Selain komoditas tersebut, fluktuasi harga juga terjadi pada sektor bumbu dapur. Bawang merah saat ini tercatat dijual dengan harga Rp47.950 per kilogram, sedangkan bawang putih berada di kisaran Rp44.050 per kilogram. Kenaikan harga pada komoditas bumbu ini menjadi perhatian penting mengingat perannya yang vital dalam konsumsi rumah tangga harian masyarakat Indonesia.
Sektor komoditas beras juga menunjukkan variasi harga berdasarkan kualitasnya. Beras kualitas bawah I dipatok seharga Rp14.700 per kilogram dan kualitas bawah II Rp14.500 per kilogram. Untuk beras kualitas medium, harga berada di kisaran Rp16.100 hingga Rp16.350 per kilogram, sementara beras kualitas super dijual antara Rp17.150 hingga Rp17.650 per kilogram di pasar eceran.

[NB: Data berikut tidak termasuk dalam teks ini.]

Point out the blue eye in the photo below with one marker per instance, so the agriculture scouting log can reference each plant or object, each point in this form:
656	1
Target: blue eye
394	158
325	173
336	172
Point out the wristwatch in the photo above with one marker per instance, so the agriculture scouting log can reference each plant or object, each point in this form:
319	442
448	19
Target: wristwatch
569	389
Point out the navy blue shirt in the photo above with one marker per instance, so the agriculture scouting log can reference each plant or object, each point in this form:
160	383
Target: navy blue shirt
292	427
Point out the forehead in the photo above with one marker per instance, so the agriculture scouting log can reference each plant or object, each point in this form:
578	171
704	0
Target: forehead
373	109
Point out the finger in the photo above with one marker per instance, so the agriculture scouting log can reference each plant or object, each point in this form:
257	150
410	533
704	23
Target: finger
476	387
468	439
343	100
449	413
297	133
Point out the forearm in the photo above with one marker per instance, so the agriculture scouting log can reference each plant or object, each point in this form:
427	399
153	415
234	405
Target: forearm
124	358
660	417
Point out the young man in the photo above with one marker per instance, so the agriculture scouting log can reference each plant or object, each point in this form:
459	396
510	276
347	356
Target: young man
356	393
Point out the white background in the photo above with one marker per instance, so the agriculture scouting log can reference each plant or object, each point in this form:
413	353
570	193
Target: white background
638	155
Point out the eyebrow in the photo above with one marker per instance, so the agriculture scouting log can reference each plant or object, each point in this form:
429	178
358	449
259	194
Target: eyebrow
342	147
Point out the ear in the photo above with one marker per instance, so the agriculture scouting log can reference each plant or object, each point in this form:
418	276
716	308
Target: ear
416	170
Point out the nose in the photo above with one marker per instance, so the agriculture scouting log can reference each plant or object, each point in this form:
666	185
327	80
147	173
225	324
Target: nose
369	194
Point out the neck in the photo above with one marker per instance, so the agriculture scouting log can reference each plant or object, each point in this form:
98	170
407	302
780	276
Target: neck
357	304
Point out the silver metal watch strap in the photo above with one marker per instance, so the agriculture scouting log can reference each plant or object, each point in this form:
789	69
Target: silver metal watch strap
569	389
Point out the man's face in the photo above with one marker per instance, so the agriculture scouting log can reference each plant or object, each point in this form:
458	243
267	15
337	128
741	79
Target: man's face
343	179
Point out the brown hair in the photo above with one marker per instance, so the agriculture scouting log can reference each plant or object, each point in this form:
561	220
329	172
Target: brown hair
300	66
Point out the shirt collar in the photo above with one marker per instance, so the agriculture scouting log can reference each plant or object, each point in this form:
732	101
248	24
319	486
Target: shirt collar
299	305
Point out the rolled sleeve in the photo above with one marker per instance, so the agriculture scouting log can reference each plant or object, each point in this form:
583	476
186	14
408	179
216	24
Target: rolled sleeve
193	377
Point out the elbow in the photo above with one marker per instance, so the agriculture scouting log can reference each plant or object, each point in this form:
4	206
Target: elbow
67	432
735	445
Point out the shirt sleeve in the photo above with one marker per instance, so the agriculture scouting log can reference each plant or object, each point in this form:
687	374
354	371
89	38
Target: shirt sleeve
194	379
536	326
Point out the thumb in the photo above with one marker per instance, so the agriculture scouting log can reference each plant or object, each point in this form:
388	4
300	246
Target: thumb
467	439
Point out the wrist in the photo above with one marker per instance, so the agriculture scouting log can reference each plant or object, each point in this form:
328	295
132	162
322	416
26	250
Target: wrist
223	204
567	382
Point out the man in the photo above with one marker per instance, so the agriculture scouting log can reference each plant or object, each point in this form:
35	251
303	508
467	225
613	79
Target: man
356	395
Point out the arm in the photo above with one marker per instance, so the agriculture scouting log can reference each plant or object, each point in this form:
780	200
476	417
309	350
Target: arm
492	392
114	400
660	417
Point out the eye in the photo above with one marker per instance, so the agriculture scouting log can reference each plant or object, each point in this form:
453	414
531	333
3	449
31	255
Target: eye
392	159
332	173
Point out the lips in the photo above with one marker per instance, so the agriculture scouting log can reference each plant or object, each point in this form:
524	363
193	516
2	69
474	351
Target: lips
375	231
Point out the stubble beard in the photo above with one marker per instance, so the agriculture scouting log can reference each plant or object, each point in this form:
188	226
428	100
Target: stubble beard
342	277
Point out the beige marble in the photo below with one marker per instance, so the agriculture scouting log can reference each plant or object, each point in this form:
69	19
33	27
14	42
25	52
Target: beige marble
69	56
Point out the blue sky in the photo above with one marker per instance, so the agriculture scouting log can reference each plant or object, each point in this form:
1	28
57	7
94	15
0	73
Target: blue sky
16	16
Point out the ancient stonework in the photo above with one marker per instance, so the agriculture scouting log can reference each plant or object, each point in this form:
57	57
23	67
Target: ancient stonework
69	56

Di sisi lain, harga aneka cabai lainnya juga terpantau cukup tinggi. Cabai merah besar kini dihargai Rp50.950 per kilogram, cabai merah keriting Rp51.050 per kilogram, dan cabai rawit hijau berada di angka Rp50.200 per kilogram. Ketidakstabilan harga komoditas hortikultura ini seringkali dipengaruhi oleh faktor distribusi dan kondisi cuaca di tingkat petani.
Untuk protein hewani, daging ayam ras segar saat ini berada di level Rp36.600 per kilogram. Sementara itu, daging sapi kualitas I dan II masing-masing dijual dengan harga Rp150.250 dan Rp141.300 per kilogram. Harga protein hewani yang stabil diharapkan dapat menjaga daya beli masyarakat di tengah dinamika ekonomi yang terus berubah.
Terakhir, harga kebutuhan pokok lainnya seperti gula pasir dan minyak goreng juga terpantau dalam data PIHPS. Gula pasir premium dijual seharga Rp20.300 per kilogram, sedangkan minyak goreng curah berada di angka Rp20.550 per liter. Data ini menjadi referensi penting bagi pemerintah dan pelaku pasar dalam memantau stabilitas harga pangan nasional secara real-time.